On a quiet street in the otherwise cacophonous São Paulo, lush trees canopy a path to a science hub with no equal in Brazil. Instituto Butantan, a research institute in the city’s Butantã district was founded 120 years ago by immunologist Vital Brazil on the heels of a bubonic plague outbreak.
This one research center is vital (sincerest apologies for the pun) to Brazil’s public health infrastructure, doling out about 100 million doses of vaccines per year. That’s 65 percent of the country’s total distribution. No other manufacturer in the Southern Hemisphere produces more influenza vaccines and, in fact, on a trip to Brazil last October, I got my flu and yellow fever vaccines in an associated clinic right next door. The shots were also totally free—a blessing not lost on me after I couldn’t land an appointment in the US for a $400(!!) yellow fever shot.
The institute’s unique selling point is not its collection of vaccines, however, but its antivenoms: vials of purified antibodies designed to rescue you from the precipice of nature’s most horrifyingly miserable deaths.
Homegrown antivenoms—and the facilities that stock them—become invaluable.
Antivenoms are tough drugs to keep at the ready. They’re biologics made by purifying another animal’s immune response to attack envenomation, so they’re hard to prepare and hard to store. “At present very few countries have capacity to produce snake venoms of adequate quality,” according to The World Health Organization. Many venoms require antidotes specific to that particular species. So when a dangerous animal lurks around only one corner of the world, it’s difficult to bank on commercial supplies from elsewhere. Homegrown antivenoms—and the facilities that stock them—become invaluable.

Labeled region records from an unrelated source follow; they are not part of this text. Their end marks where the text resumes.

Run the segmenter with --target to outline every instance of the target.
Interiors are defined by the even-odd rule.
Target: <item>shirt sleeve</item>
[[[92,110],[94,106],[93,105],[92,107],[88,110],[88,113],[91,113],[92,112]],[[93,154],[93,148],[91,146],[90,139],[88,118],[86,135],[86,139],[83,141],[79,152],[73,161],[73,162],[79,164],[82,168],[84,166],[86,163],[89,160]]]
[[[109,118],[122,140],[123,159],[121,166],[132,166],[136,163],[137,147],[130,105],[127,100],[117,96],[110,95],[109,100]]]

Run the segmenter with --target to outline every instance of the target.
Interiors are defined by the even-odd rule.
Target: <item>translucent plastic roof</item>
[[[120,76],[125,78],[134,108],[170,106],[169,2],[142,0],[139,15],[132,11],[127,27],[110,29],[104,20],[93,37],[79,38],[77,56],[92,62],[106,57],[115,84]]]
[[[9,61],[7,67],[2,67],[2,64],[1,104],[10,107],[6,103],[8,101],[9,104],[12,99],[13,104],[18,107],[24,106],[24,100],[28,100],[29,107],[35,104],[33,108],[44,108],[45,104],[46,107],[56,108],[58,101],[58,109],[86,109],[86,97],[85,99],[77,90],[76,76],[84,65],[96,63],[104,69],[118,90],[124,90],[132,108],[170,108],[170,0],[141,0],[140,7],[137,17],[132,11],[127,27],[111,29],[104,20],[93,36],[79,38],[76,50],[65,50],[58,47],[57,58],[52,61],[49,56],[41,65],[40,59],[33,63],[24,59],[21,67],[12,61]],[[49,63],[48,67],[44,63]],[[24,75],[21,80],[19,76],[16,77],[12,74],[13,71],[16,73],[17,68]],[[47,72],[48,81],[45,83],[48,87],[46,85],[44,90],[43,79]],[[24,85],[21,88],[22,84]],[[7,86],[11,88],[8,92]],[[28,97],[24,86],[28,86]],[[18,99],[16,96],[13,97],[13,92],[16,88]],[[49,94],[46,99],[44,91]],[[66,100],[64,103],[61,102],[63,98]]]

Butantan researchers published their discovery of the L. obliqua sting antibodies in 1996. They showed that horses immunized with a bristle extract of L. obliqua caterpillars can make antibodies that counteract the toxins. The Lonomia antivenom contains antibodies that halt its particular poison, and Butantan is the only place in the world that makes it.
Far from a danger of the past, though, Lonomia stings afflict thousands of people each year. And untreated, they can be deadly. In a case study published in The New England Journal of Medicine in September, one man described bruises spreading across his body for days after noticing a sting on his thigh. He wound up at the ER after peeing blood for four days. Doctors diagnosed him, dosed him with the serum from Butantan, and the frightful event passed. The man’s coagulation normalized within 12 hours.

Antivenom research has other far-reaching benefits, too. For one, the L. obliqua serum happens to help against venom from other species of South American Lonomia caterpillars too, so deaths have dropped across the continent since its discovery. Additionally, research into these caterpillars prompts scientists to invent new drugs that have nothing to do with venom. In a 2021 retrospective about the Lonomia serum, Butantan researchers described a grab-bag of toxins present in Lonomia attacks, each of which contribute to the caterpillar’s defense (and a human’s unfortunate reaction). Lonofibrase, for example, is a “fibrinolytic” toxin in the venom that prevents the body from dissolving dangerous disseminated blood clots. By picking apart these bioactive molecules and their targets researchers have been able to engineer biomolecules that could treat inflammatory diseases like arthritis.
It’s not uncommon for powerful toxins like Lonomia venom to see new life as treatments. Compounds in snake and scorpion venoms hint at future drugs for inflammatory disease and cancer. A poisonous Copper-Joe toadfish (also from Brazil, because why not) directed researchers to an anti-inflammatory peptide that appears to be relevant for asthma and multiple sclerosis. The threat of Lonomia caterpillars isn’t gone, to be sure, but today’s research is a comforting development against the backdrop of a deeply discomforting spiky menace.